1-3 Conclusion théorique

Ce travail de l’inter et du transgénérationnel souligne la mobilisation d’une violence, fondamentale selon J. Bergeret et nous renvoie aussi aux travaux de C.Vacheret sur ce thème, par l’intrusion psychique, physique confusionnelle de l’individuel, du groupal interne ou externe au groupe d’appartenance dans « la transmission par un don psychique ». Pour notre part, nous évoquerons le terme plus général de violence faisant effraction dans la représentation psychique.

La violence fait tellement partie intégrante de la transplantation que son évidence en devient une composante à part entière.

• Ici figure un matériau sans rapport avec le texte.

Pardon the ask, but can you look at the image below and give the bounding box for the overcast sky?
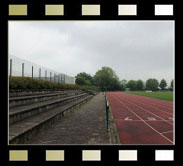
[9,21,174,84]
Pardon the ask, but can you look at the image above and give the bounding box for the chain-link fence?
[8,55,75,84]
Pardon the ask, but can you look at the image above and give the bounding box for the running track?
[107,92,174,145]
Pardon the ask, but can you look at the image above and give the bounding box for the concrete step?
[9,91,82,108]
[9,95,93,144]
[9,93,88,124]
[9,90,82,98]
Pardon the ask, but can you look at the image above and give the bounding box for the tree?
[120,79,127,90]
[76,72,94,85]
[159,79,167,90]
[75,76,89,85]
[94,67,120,90]
[146,78,159,91]
[126,80,137,91]
[137,80,144,90]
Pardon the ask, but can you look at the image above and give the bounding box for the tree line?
[75,67,173,91]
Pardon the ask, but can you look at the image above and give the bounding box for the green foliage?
[137,80,144,91]
[159,79,167,90]
[94,67,121,90]
[120,79,127,90]
[75,76,88,85]
[76,72,94,85]
[170,80,173,91]
[146,78,159,91]
[126,80,137,91]
[9,77,87,90]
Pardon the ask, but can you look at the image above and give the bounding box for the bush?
[9,77,98,92]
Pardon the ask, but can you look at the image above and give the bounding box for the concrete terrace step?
[9,91,82,108]
[9,95,93,144]
[9,90,82,98]
[9,93,88,124]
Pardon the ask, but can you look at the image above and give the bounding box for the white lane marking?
[125,117,132,120]
[161,130,173,134]
[114,94,173,144]
[119,97,173,125]
[147,117,156,121]
[126,96,172,111]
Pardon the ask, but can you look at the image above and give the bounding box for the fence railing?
[8,55,75,84]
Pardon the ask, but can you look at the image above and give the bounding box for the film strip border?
[8,150,174,163]
[9,4,173,16]
[8,0,175,19]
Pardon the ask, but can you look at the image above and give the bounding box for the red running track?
[107,92,174,145]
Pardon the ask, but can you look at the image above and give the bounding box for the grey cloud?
[9,21,174,85]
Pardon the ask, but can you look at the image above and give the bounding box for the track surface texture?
[106,92,174,145]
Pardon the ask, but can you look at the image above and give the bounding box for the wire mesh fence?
[8,55,75,84]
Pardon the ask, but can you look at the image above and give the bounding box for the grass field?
[128,91,173,101]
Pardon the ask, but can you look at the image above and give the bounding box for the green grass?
[128,91,173,101]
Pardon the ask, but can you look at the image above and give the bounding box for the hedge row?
[9,77,98,91]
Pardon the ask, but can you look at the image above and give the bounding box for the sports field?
[107,92,174,145]
[128,91,173,101]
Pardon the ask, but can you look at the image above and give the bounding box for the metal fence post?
[53,73,55,82]
[22,63,24,77]
[10,59,12,77]
[50,72,52,81]
[32,66,34,78]
[105,94,109,130]
[39,68,41,80]
[45,70,47,80]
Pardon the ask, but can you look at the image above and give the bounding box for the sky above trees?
[9,21,174,85]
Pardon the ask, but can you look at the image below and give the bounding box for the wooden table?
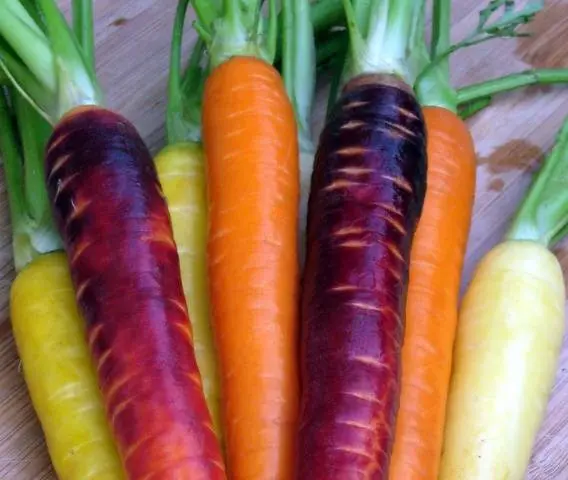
[0,0,568,480]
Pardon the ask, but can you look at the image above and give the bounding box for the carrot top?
[0,0,102,124]
[281,0,316,153]
[507,117,568,247]
[0,84,62,271]
[166,0,214,144]
[343,0,425,85]
[191,0,278,68]
[415,0,544,112]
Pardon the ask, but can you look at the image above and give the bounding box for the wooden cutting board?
[0,0,568,480]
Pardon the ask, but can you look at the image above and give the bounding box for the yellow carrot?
[0,81,125,480]
[155,143,221,437]
[10,253,125,480]
[154,0,223,444]
[440,117,568,480]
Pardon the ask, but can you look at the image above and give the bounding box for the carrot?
[0,0,225,479]
[389,0,556,480]
[440,118,568,480]
[297,1,426,479]
[0,80,125,480]
[195,0,299,479]
[389,107,476,480]
[154,0,223,441]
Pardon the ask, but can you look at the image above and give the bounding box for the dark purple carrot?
[0,0,225,480]
[297,0,426,480]
[46,107,224,479]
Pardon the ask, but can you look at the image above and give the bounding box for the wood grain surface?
[0,0,568,480]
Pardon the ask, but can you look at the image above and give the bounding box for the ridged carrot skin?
[10,253,126,480]
[439,241,565,480]
[46,107,225,480]
[297,75,426,480]
[389,107,476,480]
[203,57,299,480]
[154,143,222,439]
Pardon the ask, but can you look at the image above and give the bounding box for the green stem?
[507,117,568,247]
[316,32,348,70]
[13,95,51,222]
[0,0,102,124]
[71,0,95,73]
[0,87,27,237]
[191,0,270,68]
[310,0,345,36]
[166,0,203,144]
[343,0,424,85]
[458,97,491,120]
[415,0,457,112]
[282,0,316,151]
[0,85,62,271]
[430,0,452,60]
[458,68,568,104]
[0,0,57,92]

La participation à un colloque sur le thème de la violence dans la transmission (Lausanne, 1999) nous a amenés à penser la violence en transplantation. Paradoxalement, la violence est quotidienne dans le travail auprès des familles, mais elle n'est jamais verbalisée, elle est vécue. La violence reste dans le subir et non dans la mise en mots. C'est l'impensable et la relecture des situations cliniques sous l'axe de la violence qui ont donné un nouvel éclairage à cette problématique.

L’acte de transplantation permet à un niveau psychique que se retravaille le rachat parental de la dette culpabilitaire fantasmatique afin de faire advenir symboliquement l’enfant malade à la vie dans la représentation familiale. Cette souffrance psychique peut, elle aussi, être lue comme une violence du don transmis. La transmission est cette trace à travers les générations. La pathologie hépatique d'un enfant et la violence d'une réalité létale confrontent les parents à cette absence ou cette défaillance dans leur transmission symbolique.

Cette transmission réactive certaines traces à travers les générations. La modification d'état d'un enfant sain, à pathogène, marque un passage, un changement, et implique des transformations psychiques dans la représentation parentale de l'image infantile.

Ce processus de transmission est sous-tendu à un mandat générationnel qui va devoir se réélaborer du fait de la pathologie de l'enfant, puisque non réalisable. La transmission initiale des parents en sera modifiée. Elle se construira autour de la maladie de l'enfant.

L'acte de transplanter métaphorise cette scène de transmettre quelque chose à quelqu'un. Cette mise en scène de transmettre se scénarisera et se jouera pendant les temps d'hospitalisation à un double niveau :

1°) organique : transmission d'un don d'organe.

2°) psychique : « transmission par un don psychique» parents/enfant.

La violence dans le transmis est présente quel que soit le type de don mais elle éclaire le processus de « transmission par un don psychique » d’autant mieux lorsque le don est extrafamilial puisque les parents sont dépossédés de « réparer » eux-mêmes leur enfant. Cette effraction se situe alors à un niveau psychique. Nous proposerons d’exposer, à partir d'une situation clinique, le vécu familial des résonances psychiques induites par la violence de cette effraction dans le corps de l'enfant.

Cette violence de la réalité de mort impose un accompagnement et une expression spécifique de la souffrance. C’est par conséquence une violence physique mais aussi psychique à l’état brut qui est verbalisée par les parents dans un discours corporisé du non-sens de la situation vécue, en tant que parents vis à vis de leur enfant et, au-delà, dans leur propre histoire familiale. C’est ainsi que certains parents parviendront à un dépassement de la situation traumatique remobilisant du générationnel et pour d’autres, au contraire, un enkystement dans une rupture demeure le mode de réponse.